Physics-Informed Deep Learning of Rate-and-State Fault Friction
Cody Rucker, Brittany A. Erickson

TL;DR
This paper develops a physics-informed neural network framework for modeling and inferring fault friction parameters in earthquake simulations, integrating physical constraints to improve accuracy and physical realism.
Contribution
It introduces a multi-network PINN approach for both forward modeling and inverse parameter estimation in fault dynamics, ensuring physical consistency in seismic hazard assessments.
Findings
PINN accurately approximates solutions to fault motion equations.

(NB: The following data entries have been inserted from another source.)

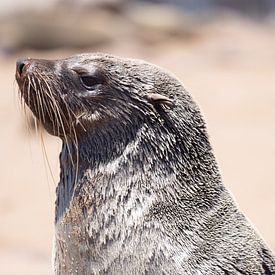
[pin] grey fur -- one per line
(146, 196)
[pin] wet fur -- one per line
(140, 191)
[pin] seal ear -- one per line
(157, 99)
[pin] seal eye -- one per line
(89, 82)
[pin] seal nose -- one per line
(20, 65)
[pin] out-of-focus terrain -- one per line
(227, 63)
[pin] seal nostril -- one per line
(20, 64)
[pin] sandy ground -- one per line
(230, 71)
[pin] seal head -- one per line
(140, 191)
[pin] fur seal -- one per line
(140, 191)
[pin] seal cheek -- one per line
(157, 99)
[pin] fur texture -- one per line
(140, 191)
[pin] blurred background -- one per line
(222, 50)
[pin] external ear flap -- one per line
(157, 99)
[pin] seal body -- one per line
(140, 191)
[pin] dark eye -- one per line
(89, 82)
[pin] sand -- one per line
(229, 69)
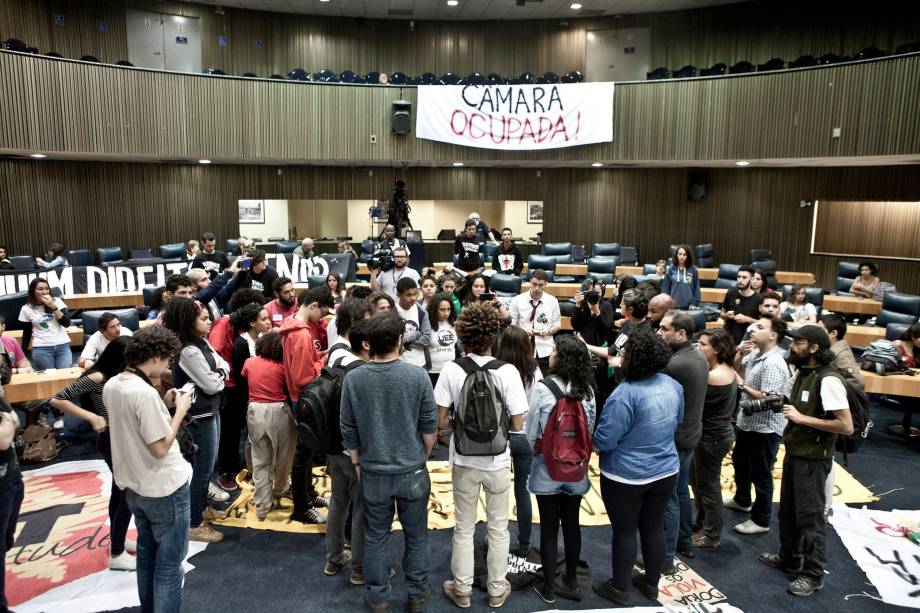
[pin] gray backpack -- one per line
(481, 419)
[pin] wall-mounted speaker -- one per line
(402, 117)
(697, 181)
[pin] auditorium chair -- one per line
(141, 254)
(728, 276)
(109, 255)
(899, 308)
(846, 274)
(172, 251)
(127, 317)
(705, 256)
(286, 246)
(543, 262)
(774, 64)
(629, 256)
(604, 266)
(505, 286)
(605, 250)
(80, 257)
(814, 295)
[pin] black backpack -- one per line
(480, 418)
(319, 407)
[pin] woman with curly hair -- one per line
(199, 368)
(559, 502)
(639, 465)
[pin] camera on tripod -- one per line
(770, 402)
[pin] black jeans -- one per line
(119, 511)
(801, 515)
(10, 502)
(706, 481)
(232, 420)
(631, 508)
(555, 510)
(753, 460)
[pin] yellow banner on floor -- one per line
(242, 513)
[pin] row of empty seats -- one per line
(804, 61)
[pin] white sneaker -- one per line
(124, 561)
(217, 493)
(750, 527)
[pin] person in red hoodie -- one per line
(303, 361)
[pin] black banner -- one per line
(133, 276)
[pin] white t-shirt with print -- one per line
(507, 382)
(46, 330)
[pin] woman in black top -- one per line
(719, 349)
(88, 390)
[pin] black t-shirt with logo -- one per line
(741, 305)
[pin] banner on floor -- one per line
(878, 542)
(135, 276)
(516, 117)
(59, 558)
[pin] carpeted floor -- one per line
(257, 570)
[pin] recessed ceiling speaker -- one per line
(697, 181)
(402, 117)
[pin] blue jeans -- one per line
(410, 494)
(204, 431)
(55, 356)
(678, 517)
(162, 544)
(521, 460)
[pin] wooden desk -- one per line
(35, 386)
(851, 304)
(896, 385)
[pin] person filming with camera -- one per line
(817, 411)
(760, 424)
(384, 277)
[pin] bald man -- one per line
(657, 307)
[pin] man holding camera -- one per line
(385, 281)
(760, 424)
(818, 412)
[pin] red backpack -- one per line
(566, 443)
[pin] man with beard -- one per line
(284, 306)
(818, 412)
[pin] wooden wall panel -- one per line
(92, 204)
(754, 31)
(91, 108)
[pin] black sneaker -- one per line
(606, 590)
(540, 588)
(804, 586)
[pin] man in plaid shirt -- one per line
(759, 434)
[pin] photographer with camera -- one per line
(818, 412)
(760, 424)
(384, 277)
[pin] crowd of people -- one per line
(214, 391)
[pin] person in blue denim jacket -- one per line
(559, 502)
(639, 464)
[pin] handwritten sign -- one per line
(516, 117)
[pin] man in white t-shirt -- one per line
(477, 327)
(110, 328)
(148, 465)
(418, 328)
(537, 313)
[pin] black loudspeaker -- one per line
(697, 180)
(402, 117)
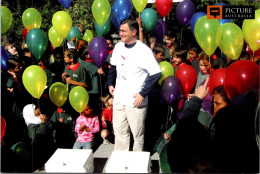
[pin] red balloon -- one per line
(188, 77)
(25, 31)
(240, 77)
(163, 7)
(3, 127)
(216, 79)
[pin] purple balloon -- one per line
(159, 30)
(184, 12)
(171, 90)
(98, 50)
(194, 19)
(65, 3)
(4, 58)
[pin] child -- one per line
(179, 57)
(87, 125)
(63, 128)
(158, 52)
(106, 118)
(74, 74)
(194, 51)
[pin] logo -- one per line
(230, 12)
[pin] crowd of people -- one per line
(125, 106)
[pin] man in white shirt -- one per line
(133, 73)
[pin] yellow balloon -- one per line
(34, 80)
(251, 31)
(62, 23)
(88, 36)
(101, 10)
(208, 34)
(58, 93)
(78, 98)
(232, 40)
(55, 38)
(166, 70)
(139, 5)
(31, 19)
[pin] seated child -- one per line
(106, 119)
(87, 124)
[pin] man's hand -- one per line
(138, 100)
(111, 90)
(203, 90)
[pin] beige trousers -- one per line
(126, 118)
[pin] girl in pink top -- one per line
(87, 125)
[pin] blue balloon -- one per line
(195, 17)
(223, 21)
(4, 58)
(98, 50)
(65, 3)
(120, 11)
(101, 30)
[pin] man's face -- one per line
(126, 35)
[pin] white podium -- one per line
(70, 161)
(128, 162)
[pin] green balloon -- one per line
(166, 70)
(58, 93)
(208, 34)
(101, 10)
(78, 98)
(31, 19)
(37, 42)
(34, 80)
(6, 19)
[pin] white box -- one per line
(128, 162)
(70, 161)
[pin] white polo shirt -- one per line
(133, 66)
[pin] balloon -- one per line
(139, 5)
(6, 19)
(74, 32)
(65, 3)
(88, 36)
(31, 19)
(98, 50)
(188, 77)
(101, 10)
(25, 32)
(223, 21)
(184, 12)
(232, 41)
(37, 42)
(208, 34)
(78, 98)
(194, 19)
(163, 7)
(3, 127)
(166, 70)
(120, 11)
(240, 77)
(104, 29)
(4, 58)
(34, 80)
(251, 30)
(149, 19)
(171, 90)
(159, 30)
(55, 38)
(58, 93)
(62, 23)
(216, 79)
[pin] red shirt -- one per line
(107, 114)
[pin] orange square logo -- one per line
(214, 12)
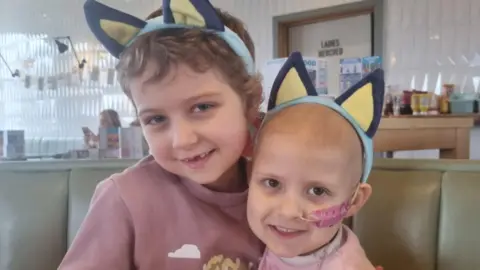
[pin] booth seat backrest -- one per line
(42, 205)
(423, 215)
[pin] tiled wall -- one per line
(427, 42)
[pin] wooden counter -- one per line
(450, 134)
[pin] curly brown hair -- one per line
(200, 51)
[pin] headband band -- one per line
(361, 104)
(117, 30)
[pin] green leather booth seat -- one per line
(42, 205)
(423, 215)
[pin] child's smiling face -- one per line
(195, 123)
(298, 168)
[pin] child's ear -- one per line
(362, 196)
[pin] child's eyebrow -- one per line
(202, 95)
(191, 99)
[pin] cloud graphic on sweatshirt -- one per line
(187, 251)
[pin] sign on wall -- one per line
(334, 40)
(330, 48)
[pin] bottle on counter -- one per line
(405, 106)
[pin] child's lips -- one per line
(286, 233)
(198, 161)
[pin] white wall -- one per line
(424, 40)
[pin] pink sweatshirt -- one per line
(146, 218)
(343, 253)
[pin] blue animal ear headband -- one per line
(361, 105)
(117, 30)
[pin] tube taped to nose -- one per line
(327, 217)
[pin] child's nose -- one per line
(290, 208)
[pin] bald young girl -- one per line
(311, 161)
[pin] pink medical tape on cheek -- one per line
(330, 216)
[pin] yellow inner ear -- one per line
(291, 88)
(360, 106)
(120, 32)
(186, 13)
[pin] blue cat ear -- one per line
(198, 13)
(292, 82)
(364, 101)
(113, 28)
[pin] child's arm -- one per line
(105, 239)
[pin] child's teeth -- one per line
(284, 229)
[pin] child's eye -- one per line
(202, 107)
(317, 191)
(155, 120)
(271, 183)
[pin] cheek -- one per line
(157, 144)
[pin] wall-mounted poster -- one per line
(334, 40)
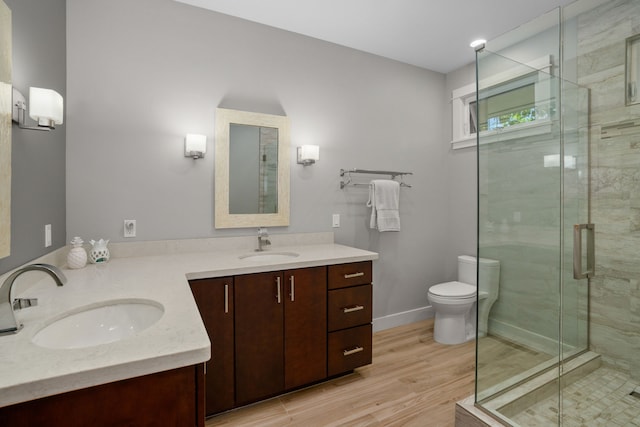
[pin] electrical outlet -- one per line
(129, 228)
(47, 235)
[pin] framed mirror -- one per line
(5, 130)
(251, 169)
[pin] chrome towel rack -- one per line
(348, 180)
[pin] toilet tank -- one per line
(467, 269)
(489, 272)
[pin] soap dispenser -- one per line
(77, 256)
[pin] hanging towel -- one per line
(384, 201)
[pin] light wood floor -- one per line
(413, 381)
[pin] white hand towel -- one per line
(384, 201)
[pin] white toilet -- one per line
(453, 301)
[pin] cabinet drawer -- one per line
(345, 275)
(349, 307)
(349, 349)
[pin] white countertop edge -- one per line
(57, 385)
(163, 277)
(287, 265)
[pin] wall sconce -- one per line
(46, 108)
(195, 145)
(308, 154)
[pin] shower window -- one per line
(515, 100)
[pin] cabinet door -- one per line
(305, 326)
(259, 336)
(214, 298)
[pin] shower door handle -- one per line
(578, 273)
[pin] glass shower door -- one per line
(532, 189)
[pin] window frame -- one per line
(461, 99)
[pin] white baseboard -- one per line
(403, 318)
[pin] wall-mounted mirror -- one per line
(252, 169)
(5, 130)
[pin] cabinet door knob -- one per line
(352, 308)
(226, 298)
(278, 295)
(351, 276)
(352, 351)
(292, 294)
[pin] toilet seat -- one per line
(453, 290)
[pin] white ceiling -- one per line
(433, 34)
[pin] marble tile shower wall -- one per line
(615, 182)
(527, 247)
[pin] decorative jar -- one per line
(77, 256)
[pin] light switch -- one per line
(47, 235)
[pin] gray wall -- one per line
(38, 158)
(462, 182)
(142, 74)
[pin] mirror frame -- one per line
(224, 219)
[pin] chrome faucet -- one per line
(263, 239)
(8, 322)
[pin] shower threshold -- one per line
(510, 400)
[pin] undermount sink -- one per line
(94, 325)
(268, 256)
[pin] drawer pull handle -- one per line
(352, 308)
(226, 298)
(292, 294)
(352, 351)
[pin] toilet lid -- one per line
(453, 290)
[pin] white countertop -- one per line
(178, 339)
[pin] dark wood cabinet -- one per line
(305, 326)
(350, 311)
(216, 305)
(259, 336)
(287, 330)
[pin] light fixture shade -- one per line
(195, 145)
(46, 106)
(308, 154)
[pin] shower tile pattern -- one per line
(599, 399)
(615, 182)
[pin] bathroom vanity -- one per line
(276, 331)
(158, 376)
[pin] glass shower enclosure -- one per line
(533, 216)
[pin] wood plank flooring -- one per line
(413, 381)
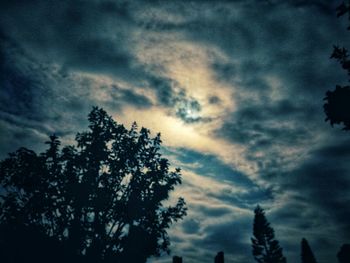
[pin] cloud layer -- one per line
(235, 88)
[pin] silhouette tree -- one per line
(265, 248)
(307, 256)
(98, 201)
(344, 254)
(337, 105)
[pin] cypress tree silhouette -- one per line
(265, 248)
(344, 254)
(99, 201)
(307, 256)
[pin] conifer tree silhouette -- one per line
(337, 102)
(266, 248)
(99, 201)
(307, 256)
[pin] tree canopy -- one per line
(100, 200)
(337, 102)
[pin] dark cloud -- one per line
(274, 54)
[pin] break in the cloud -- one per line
(235, 88)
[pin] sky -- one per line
(235, 88)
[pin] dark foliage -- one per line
(99, 201)
(307, 256)
(344, 254)
(266, 248)
(337, 105)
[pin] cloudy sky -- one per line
(234, 87)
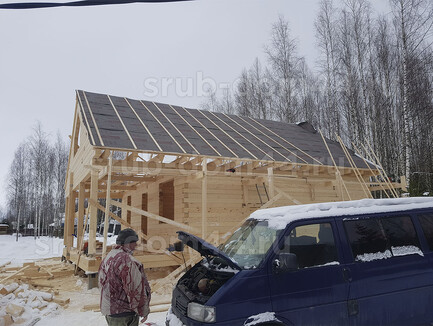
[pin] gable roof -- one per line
(128, 124)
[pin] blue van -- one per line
(366, 262)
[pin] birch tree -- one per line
(413, 20)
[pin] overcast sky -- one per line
(130, 50)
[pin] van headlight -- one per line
(201, 313)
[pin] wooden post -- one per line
(358, 175)
(93, 211)
(80, 229)
(371, 171)
(69, 216)
(338, 176)
(271, 183)
(71, 219)
(204, 200)
(66, 225)
(107, 206)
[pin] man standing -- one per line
(125, 292)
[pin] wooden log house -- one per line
(168, 168)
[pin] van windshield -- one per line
(249, 244)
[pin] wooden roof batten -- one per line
(167, 129)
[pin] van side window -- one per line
(367, 239)
(312, 244)
(426, 221)
(381, 238)
(401, 235)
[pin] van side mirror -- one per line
(285, 262)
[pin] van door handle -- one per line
(347, 275)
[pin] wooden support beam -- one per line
(118, 219)
(131, 178)
(127, 225)
(285, 194)
(154, 216)
(383, 172)
(81, 198)
(271, 183)
(70, 216)
(204, 200)
(270, 202)
(338, 176)
(93, 212)
(355, 169)
(107, 207)
(114, 188)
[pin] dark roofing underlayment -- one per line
(122, 123)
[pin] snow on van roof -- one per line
(279, 217)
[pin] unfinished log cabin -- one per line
(161, 168)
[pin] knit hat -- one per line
(126, 236)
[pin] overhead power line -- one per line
(82, 3)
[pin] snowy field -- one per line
(28, 249)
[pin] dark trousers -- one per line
(122, 321)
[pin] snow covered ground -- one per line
(28, 249)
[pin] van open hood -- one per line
(205, 248)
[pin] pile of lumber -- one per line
(22, 302)
(34, 271)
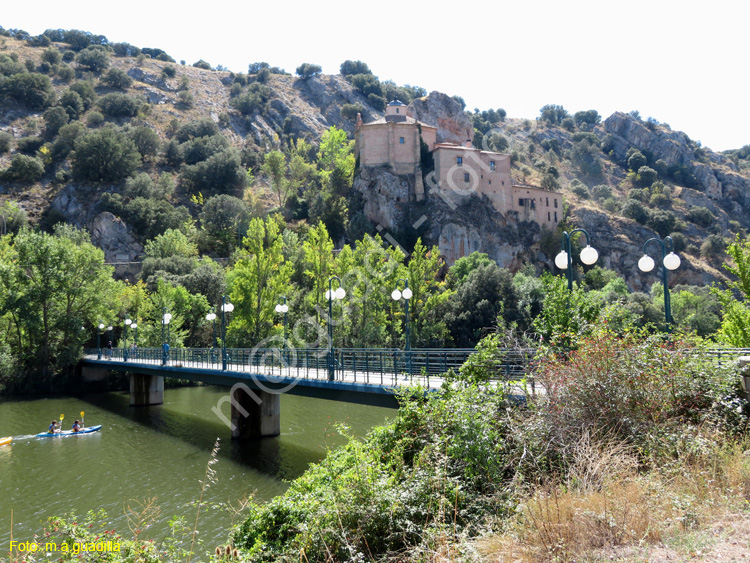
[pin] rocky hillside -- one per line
(625, 179)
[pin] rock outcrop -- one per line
(445, 113)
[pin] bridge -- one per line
(257, 377)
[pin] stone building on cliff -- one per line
(398, 143)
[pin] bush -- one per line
(202, 64)
(307, 70)
(5, 141)
(601, 192)
(24, 169)
(117, 78)
(94, 58)
(701, 216)
(118, 104)
(31, 89)
(633, 209)
(105, 155)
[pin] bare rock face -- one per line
(675, 148)
(113, 236)
(445, 113)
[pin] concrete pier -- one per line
(146, 390)
(255, 413)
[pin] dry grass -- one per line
(604, 511)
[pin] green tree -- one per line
(53, 285)
(105, 155)
(260, 276)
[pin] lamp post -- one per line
(166, 317)
(226, 307)
(396, 295)
(212, 317)
(564, 260)
(668, 262)
(283, 308)
(98, 340)
(338, 294)
(128, 322)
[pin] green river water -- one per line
(159, 451)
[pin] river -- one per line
(156, 452)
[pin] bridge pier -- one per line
(255, 413)
(146, 390)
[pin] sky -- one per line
(681, 62)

Parameter inference network outperforms displacement network in accuracy.
Additional training improves inverse problem robustness.
Abstract
Direct observations of earthquake nucleation and propagation are few and yet the next decade will likely see an unprecedented increase in indirect, surface observations that must be integrated into modeling efforts. Machine learning (ML) excels in the presence of large data and is an actively growing field in seismology. However, not all ML methods incorporate rigorous physics, and purely data-driven models can predict physically unrealistic outcomes due to observational bias or extrapolation. Our work focuses on the recently emergent Physics-Informed Neural Network (PINN), which seamlessly integrates data while ensuring that model outcomes satisfy rigorous physical constraints. In this work we develop a multi-network PINN for both the forward problem as well as for direct inversion of nonlinear fault friction parameters, constrained by the physics of motion in the solid Earth, which…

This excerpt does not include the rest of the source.